To: Members of the Campus Community
Great sorrow is felt by members of the University of Delaware family over the unpardonable events of September 11, 2001, when an unknown, but large, number of innocent Americans lost their lives in terrorist attacks in New York City, at the Pentagon, and in Pennsylvania.
The fallout resonates on our campus, especially since a significant portion of the student body hails from communities in New York, New Jersey, Maryland, and Virginia. The tragedy is thus a very personal one for many of our students, faculty, staff, alumni and friends.

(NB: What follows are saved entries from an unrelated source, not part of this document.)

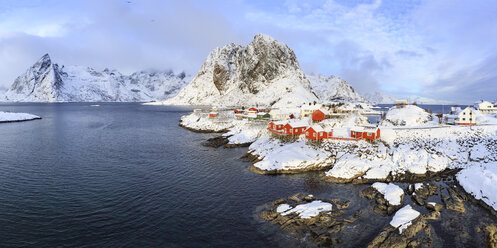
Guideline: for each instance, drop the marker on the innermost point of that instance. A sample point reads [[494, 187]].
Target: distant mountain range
[[46, 81], [264, 72]]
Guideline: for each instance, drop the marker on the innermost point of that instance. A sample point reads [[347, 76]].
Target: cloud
[[433, 49], [132, 36]]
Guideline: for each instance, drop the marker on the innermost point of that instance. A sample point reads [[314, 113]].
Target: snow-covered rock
[[379, 98], [11, 117], [46, 81], [391, 192], [264, 72], [333, 89], [306, 210], [407, 115], [403, 218], [288, 157], [480, 181]]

We extend our deepest condolences to those who have lost loved ones, and it is our fervent hope that those not yet accounted for are found to be safe.

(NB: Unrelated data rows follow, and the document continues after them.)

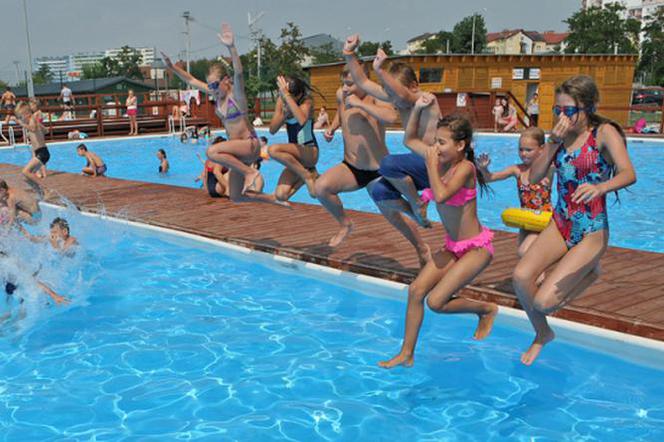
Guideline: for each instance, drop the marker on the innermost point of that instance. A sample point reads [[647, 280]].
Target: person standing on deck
[[362, 119], [243, 145], [396, 193], [132, 111], [589, 153]]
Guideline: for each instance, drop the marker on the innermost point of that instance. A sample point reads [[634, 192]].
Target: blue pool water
[[635, 221], [168, 339]]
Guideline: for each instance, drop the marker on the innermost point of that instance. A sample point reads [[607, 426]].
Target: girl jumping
[[468, 249], [243, 146], [589, 154]]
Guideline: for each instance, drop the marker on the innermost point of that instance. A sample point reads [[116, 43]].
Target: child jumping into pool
[[468, 249], [21, 205], [362, 119], [40, 152], [94, 166], [295, 108], [59, 236], [532, 196], [395, 193], [243, 146], [590, 156], [163, 162]]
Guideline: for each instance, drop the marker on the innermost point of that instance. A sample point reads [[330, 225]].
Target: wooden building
[[520, 75]]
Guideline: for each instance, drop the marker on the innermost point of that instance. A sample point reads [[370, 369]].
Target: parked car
[[650, 95]]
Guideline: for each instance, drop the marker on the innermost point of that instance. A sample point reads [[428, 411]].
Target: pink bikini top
[[460, 198], [463, 195]]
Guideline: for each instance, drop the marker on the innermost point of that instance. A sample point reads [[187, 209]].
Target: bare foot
[[536, 347], [250, 181], [486, 323], [311, 181], [420, 213], [400, 359], [341, 235]]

The events of September 11 touched us all, and we are still trying to come to grips with acts of senseless violence that, in the end, defy understanding.

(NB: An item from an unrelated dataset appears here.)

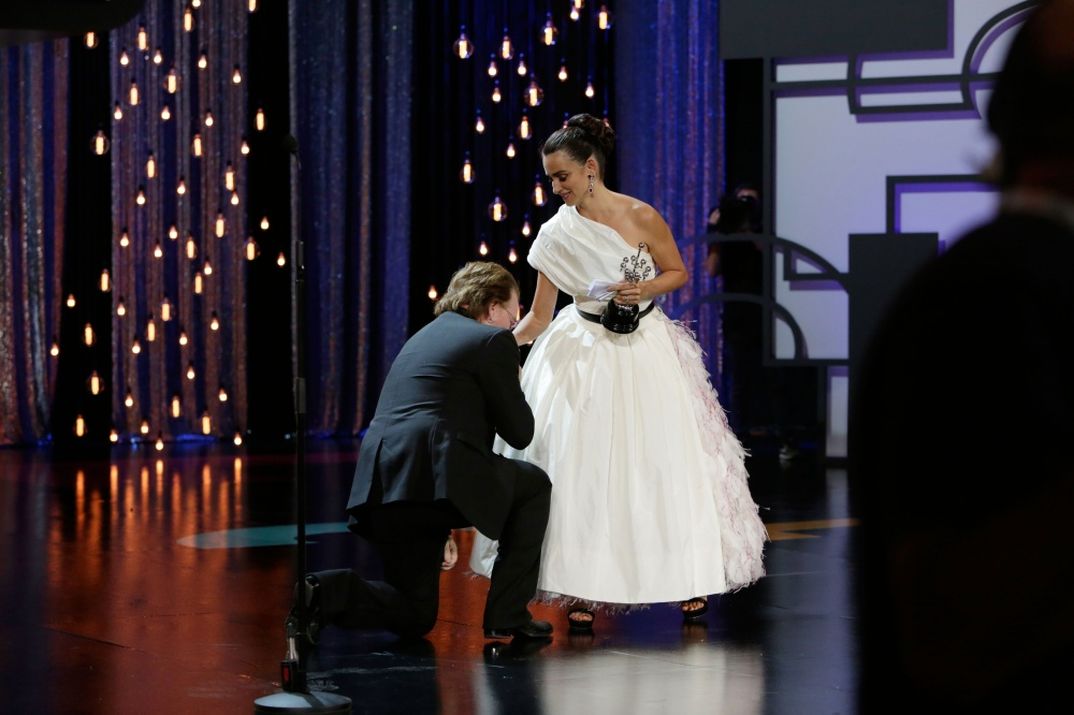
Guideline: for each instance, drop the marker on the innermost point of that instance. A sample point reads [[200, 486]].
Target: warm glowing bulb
[[172, 82], [497, 209], [100, 144], [549, 33], [462, 47], [604, 18], [466, 173]]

We were very pleased that more than 4,000 members of the campus community came together Tuesday evening for a candlelight vigil on the Mall. Appropriately, the peaceful gathering was held in front of Memorial Hall?a building dedicated to the memory of Americans who gave their lives to defend the very freedom and democratic ideals that came under attack September 11.
The vigil provided an opportunity to share the feelings in evidence throughout the day—fear and bewilderment, sadness and hope. It provided an opportunity to cry, to hurt and to gather as one to be comforted by the heartfelt prayers offered by Christians and Jews, Muslims and Baha’is as our community began what certainly will be a long and arduous process of healing.
We thank the members of the Campus Religious and Spiritual Life Concerns Caucus for their work in organizing the vigil, and we thank our students for their participation. We also thank our students for their wonderfully generous response to the daylong blood drive, which was extended because of the outpouring of support.
The University has kept its programs, facilities, faculty, and staff fully available to our students throughout this ordeal, and that will remain the case in the days ahead. Campus activities and services related to the tragedy will be detailed on this web site.
There have been many reports that classroom discussions, the vigil, counseling sessions, and special programs have proved helpful to our students, faculty, and staff. We are truly grateful to all who have contributed their energy and talent to these activities. We also have been pleased to welcome many members of the larger Newark community to University-sponsored events related to the tragedy.
International terrorism will clearly be a front-line topic of discussion and research by academics and government officials alike in the days and years ahead. One hopes that these efforts and others will be successful and that there will never again be a day similar to September 11, 2001.
The citizens of the United States of America have a history of resiliency. I am confident that all of us privileged to currently be American citizens will be able to maintain that tradition and that we will collectively recover from these terrible crimes against humanity as an even stronger Nation.